In reference to Acts 2:15-21, quoted in a comment prededing this one:
Interesting…… As I read it it says “not drunk”… like you think they are…. Touched by God…. yes. Drunk… No. Isn’t it a shame that something that is so Holy, so Awesome, so Righteous, to ACTUALLY be in the Presence of God and affected by that Presence would be cheapened, demeaned, dishonored, vulgarized by being compared to being under the effect of a drug, which ruins and destroys the lives of so many……..??? It would seem to be like comparing the marriage bed to prostitution, “actually” making love to someone you’ve committed your whole life to in marriage and the famous F-bomb……… a resemblance? Yes. But actually the degrading of what is sacred… an insult to the one you claim to love. Drunk is how those who DIDN’T understand described what they saw. They were mocking and ridiculing the believers and the Source of what they observed. We are to describe ourselves using the language of those who mock us??? Am I questioning the experience? No. I am questioning how it is described by many. Sad, in my opinion.

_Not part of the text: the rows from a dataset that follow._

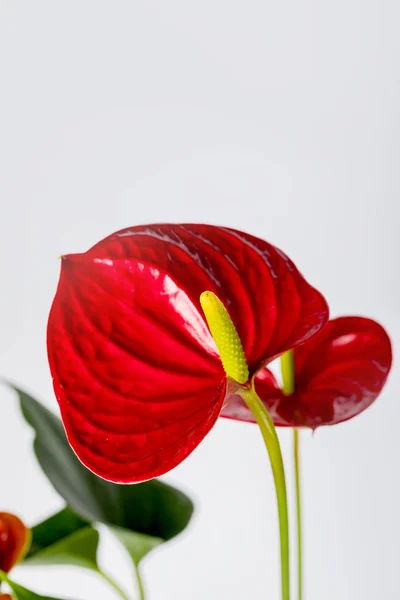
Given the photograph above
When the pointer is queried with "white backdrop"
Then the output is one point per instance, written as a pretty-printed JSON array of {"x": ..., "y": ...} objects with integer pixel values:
[{"x": 277, "y": 117}]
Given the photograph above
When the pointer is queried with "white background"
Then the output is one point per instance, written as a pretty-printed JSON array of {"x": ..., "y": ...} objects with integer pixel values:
[{"x": 276, "y": 117}]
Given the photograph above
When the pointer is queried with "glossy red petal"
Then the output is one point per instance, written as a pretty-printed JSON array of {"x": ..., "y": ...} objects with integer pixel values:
[
  {"x": 136, "y": 372},
  {"x": 339, "y": 373},
  {"x": 14, "y": 541},
  {"x": 272, "y": 306},
  {"x": 135, "y": 369},
  {"x": 267, "y": 388}
]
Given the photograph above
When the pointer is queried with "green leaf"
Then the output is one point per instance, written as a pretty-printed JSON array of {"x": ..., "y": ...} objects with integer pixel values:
[
  {"x": 21, "y": 593},
  {"x": 137, "y": 544},
  {"x": 146, "y": 510},
  {"x": 66, "y": 539}
]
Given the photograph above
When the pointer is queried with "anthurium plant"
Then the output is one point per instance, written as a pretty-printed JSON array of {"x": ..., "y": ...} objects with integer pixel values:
[
  {"x": 141, "y": 517},
  {"x": 156, "y": 332}
]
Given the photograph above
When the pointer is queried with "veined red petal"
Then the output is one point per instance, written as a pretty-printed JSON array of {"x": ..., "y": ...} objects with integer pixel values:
[
  {"x": 271, "y": 305},
  {"x": 338, "y": 374},
  {"x": 14, "y": 541},
  {"x": 267, "y": 388},
  {"x": 136, "y": 371}
]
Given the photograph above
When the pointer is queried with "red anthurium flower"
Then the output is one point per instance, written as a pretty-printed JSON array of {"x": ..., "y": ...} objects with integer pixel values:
[
  {"x": 136, "y": 372},
  {"x": 338, "y": 374},
  {"x": 14, "y": 541}
]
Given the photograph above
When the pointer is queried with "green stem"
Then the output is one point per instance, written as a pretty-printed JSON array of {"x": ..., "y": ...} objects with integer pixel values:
[
  {"x": 288, "y": 385},
  {"x": 271, "y": 440},
  {"x": 114, "y": 585},
  {"x": 296, "y": 456},
  {"x": 139, "y": 582}
]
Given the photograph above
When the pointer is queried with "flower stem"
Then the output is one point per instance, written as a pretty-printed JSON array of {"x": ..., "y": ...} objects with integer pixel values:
[
  {"x": 114, "y": 585},
  {"x": 271, "y": 440},
  {"x": 296, "y": 456},
  {"x": 139, "y": 582},
  {"x": 288, "y": 385}
]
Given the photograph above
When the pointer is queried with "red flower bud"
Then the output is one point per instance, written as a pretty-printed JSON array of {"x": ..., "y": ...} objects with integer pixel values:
[{"x": 14, "y": 541}]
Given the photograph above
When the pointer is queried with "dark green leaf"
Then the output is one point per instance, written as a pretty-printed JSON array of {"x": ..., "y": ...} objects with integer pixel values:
[
  {"x": 21, "y": 593},
  {"x": 137, "y": 544},
  {"x": 66, "y": 539},
  {"x": 152, "y": 509}
]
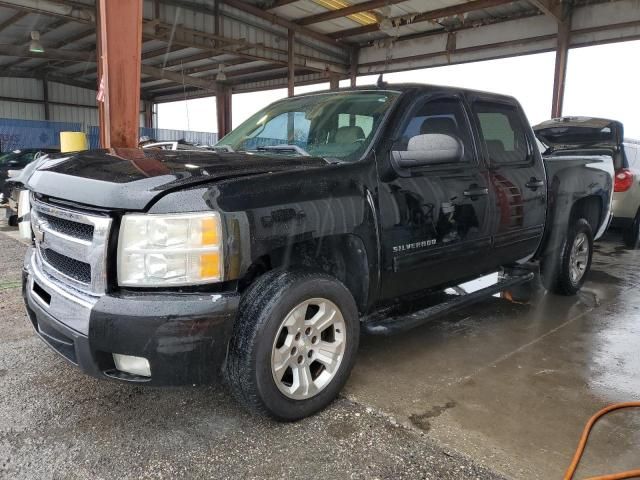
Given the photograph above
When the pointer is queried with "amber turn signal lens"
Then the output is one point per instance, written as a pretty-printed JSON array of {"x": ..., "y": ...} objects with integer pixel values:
[
  {"x": 210, "y": 265},
  {"x": 209, "y": 231}
]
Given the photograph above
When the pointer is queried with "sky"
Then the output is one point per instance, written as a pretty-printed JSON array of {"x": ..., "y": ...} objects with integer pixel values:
[{"x": 602, "y": 81}]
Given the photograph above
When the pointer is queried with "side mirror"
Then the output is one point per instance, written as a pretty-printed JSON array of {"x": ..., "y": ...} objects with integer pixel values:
[{"x": 429, "y": 149}]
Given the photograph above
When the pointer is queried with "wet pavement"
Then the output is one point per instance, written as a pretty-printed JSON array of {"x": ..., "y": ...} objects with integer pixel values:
[
  {"x": 497, "y": 389},
  {"x": 512, "y": 385}
]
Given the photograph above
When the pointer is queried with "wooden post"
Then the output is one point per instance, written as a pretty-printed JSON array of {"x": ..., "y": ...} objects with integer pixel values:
[
  {"x": 45, "y": 98},
  {"x": 148, "y": 114},
  {"x": 223, "y": 109},
  {"x": 560, "y": 74},
  {"x": 291, "y": 63},
  {"x": 353, "y": 70},
  {"x": 334, "y": 81},
  {"x": 119, "y": 49}
]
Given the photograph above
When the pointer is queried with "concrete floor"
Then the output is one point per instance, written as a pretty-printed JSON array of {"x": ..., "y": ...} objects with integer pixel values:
[{"x": 498, "y": 389}]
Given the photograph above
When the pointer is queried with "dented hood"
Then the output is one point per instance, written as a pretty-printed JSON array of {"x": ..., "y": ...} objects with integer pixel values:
[
  {"x": 571, "y": 132},
  {"x": 129, "y": 179}
]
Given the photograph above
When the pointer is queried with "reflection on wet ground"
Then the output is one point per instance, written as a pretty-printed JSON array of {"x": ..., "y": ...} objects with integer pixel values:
[{"x": 511, "y": 385}]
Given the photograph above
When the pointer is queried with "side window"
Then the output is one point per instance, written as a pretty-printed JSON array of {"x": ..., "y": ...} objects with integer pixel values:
[
  {"x": 632, "y": 152},
  {"x": 444, "y": 116},
  {"x": 502, "y": 132}
]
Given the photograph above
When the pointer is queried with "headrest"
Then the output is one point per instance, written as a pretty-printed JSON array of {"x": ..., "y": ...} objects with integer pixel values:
[
  {"x": 349, "y": 134},
  {"x": 443, "y": 125}
]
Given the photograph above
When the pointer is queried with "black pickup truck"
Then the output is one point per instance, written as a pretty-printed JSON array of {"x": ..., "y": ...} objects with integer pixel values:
[{"x": 261, "y": 263}]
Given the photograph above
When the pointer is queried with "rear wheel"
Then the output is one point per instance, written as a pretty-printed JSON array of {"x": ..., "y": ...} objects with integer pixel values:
[
  {"x": 631, "y": 235},
  {"x": 293, "y": 345},
  {"x": 566, "y": 272}
]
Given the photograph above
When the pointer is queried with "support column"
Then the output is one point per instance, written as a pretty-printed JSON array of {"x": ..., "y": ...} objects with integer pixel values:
[
  {"x": 334, "y": 81},
  {"x": 45, "y": 98},
  {"x": 353, "y": 70},
  {"x": 291, "y": 63},
  {"x": 560, "y": 75},
  {"x": 148, "y": 114},
  {"x": 223, "y": 109},
  {"x": 119, "y": 49}
]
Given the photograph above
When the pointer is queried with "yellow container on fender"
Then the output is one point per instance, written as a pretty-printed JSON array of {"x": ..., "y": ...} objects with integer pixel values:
[{"x": 73, "y": 141}]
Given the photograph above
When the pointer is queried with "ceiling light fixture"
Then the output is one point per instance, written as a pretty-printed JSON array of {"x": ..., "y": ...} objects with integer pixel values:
[{"x": 35, "y": 46}]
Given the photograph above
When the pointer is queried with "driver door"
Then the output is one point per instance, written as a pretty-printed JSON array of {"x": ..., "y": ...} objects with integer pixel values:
[{"x": 435, "y": 224}]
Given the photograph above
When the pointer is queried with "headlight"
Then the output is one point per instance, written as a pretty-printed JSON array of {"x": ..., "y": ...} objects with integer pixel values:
[
  {"x": 177, "y": 249},
  {"x": 24, "y": 210}
]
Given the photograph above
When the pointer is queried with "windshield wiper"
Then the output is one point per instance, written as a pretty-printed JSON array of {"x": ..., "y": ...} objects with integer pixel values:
[
  {"x": 223, "y": 148},
  {"x": 284, "y": 148}
]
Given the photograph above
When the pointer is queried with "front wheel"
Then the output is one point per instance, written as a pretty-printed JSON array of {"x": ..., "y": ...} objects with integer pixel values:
[
  {"x": 566, "y": 272},
  {"x": 294, "y": 344}
]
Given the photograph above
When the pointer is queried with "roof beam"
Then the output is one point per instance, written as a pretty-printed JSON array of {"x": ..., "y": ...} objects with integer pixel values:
[
  {"x": 178, "y": 78},
  {"x": 550, "y": 8},
  {"x": 40, "y": 74},
  {"x": 343, "y": 12},
  {"x": 10, "y": 21},
  {"x": 426, "y": 16},
  {"x": 260, "y": 13},
  {"x": 277, "y": 3}
]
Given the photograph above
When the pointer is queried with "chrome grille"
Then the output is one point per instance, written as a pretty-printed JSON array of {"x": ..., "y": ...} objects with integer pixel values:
[{"x": 71, "y": 246}]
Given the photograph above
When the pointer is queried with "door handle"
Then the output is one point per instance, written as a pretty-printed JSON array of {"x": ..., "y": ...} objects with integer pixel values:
[
  {"x": 474, "y": 191},
  {"x": 534, "y": 183}
]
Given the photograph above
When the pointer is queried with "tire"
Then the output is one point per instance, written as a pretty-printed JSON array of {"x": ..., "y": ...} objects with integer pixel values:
[
  {"x": 631, "y": 235},
  {"x": 560, "y": 273},
  {"x": 266, "y": 326}
]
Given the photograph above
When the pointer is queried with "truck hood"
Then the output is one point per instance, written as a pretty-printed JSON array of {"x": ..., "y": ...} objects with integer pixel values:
[
  {"x": 129, "y": 179},
  {"x": 575, "y": 132}
]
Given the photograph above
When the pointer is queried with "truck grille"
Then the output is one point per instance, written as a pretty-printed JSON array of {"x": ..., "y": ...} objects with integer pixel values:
[
  {"x": 68, "y": 227},
  {"x": 71, "y": 246},
  {"x": 75, "y": 269}
]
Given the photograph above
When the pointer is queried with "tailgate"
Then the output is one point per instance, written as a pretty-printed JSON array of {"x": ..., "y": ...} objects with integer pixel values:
[{"x": 580, "y": 132}]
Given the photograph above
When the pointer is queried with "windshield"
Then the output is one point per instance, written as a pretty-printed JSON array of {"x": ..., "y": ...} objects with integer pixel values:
[
  {"x": 17, "y": 156},
  {"x": 336, "y": 126}
]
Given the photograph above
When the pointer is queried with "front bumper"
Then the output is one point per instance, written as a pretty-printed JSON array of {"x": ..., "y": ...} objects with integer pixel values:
[{"x": 183, "y": 336}]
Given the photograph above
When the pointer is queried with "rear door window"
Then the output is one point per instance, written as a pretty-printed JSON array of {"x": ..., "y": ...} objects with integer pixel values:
[
  {"x": 503, "y": 133},
  {"x": 445, "y": 116}
]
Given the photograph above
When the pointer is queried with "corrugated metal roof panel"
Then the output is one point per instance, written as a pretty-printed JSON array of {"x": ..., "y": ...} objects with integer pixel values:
[{"x": 21, "y": 111}]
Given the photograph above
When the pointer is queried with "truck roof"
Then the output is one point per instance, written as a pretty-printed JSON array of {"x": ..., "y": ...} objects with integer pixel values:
[{"x": 406, "y": 87}]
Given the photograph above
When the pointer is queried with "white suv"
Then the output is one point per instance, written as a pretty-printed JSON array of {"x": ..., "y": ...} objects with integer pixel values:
[{"x": 626, "y": 196}]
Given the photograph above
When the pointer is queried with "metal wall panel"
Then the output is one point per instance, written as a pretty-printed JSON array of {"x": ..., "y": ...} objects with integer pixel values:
[
  {"x": 82, "y": 115},
  {"x": 59, "y": 92},
  {"x": 21, "y": 111}
]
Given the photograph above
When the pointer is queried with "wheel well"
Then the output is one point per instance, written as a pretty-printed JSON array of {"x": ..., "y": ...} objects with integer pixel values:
[
  {"x": 344, "y": 257},
  {"x": 589, "y": 208}
]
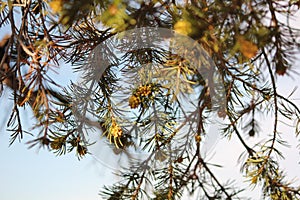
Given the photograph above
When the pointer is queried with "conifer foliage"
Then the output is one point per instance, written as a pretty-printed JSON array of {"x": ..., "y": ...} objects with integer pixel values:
[{"x": 153, "y": 100}]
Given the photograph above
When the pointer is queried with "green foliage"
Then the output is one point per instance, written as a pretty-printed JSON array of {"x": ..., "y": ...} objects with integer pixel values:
[{"x": 247, "y": 41}]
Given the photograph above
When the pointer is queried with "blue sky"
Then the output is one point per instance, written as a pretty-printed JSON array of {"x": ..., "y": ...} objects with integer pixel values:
[{"x": 29, "y": 174}]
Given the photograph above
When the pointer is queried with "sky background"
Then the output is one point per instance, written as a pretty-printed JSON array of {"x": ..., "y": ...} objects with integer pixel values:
[{"x": 32, "y": 174}]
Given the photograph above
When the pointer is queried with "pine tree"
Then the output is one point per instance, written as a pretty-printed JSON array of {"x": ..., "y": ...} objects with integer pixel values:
[{"x": 221, "y": 62}]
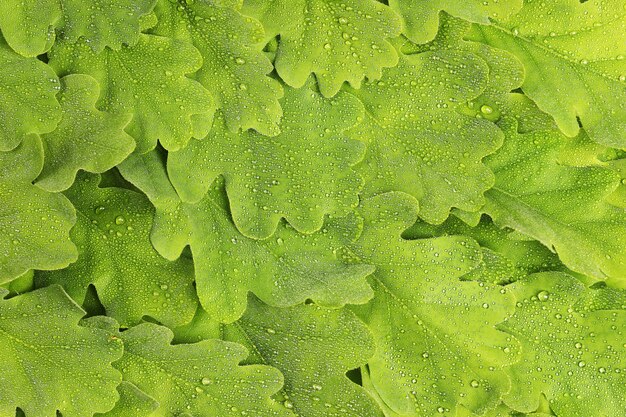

The above is a comment I made on a post on a social networking site I visit often. On this post a comment was made that is heard frequently in some church gatherings, that the person was “drunk” as a result of a visitation from God. The effect is sometimes referred to as being “drunk in the Spirit”. Not only am I convinced that there is no Biblical basis for the description though Acts 2:15 is often used for justification, I am more importantly concerned that, though I believe unintentionally as with the post I commented on, it demeans a Holy God. Relationship is the essence of the Gospel, but that Relationship is to be highly reverenced, highly esteemed, valued, venerated. Leviticus 11:44 says, “For I am the Lord your God: sanctify yourselves therefore, and be holy, for I am holy.”( KJV) The NIV and NAS say “consecrate yourselves”. Sanctify and consecrate mean to set aside for a sacred purpose. Holy means the same; set apart, removed from that which defiles or makes unclean. It would seem to me that the comparison of an experience with God to drug effects which defile, demean and destroy is not to make that separation demanded of holiness. My concern is not that those who would use the description “drunk” have any intention to produce the disrespect I describe, rather it is that insufficient consideration has been given to the implications of such descriptions. We are not responsible for the decisions made by others, but we “are” responsible for those we make for ourselves.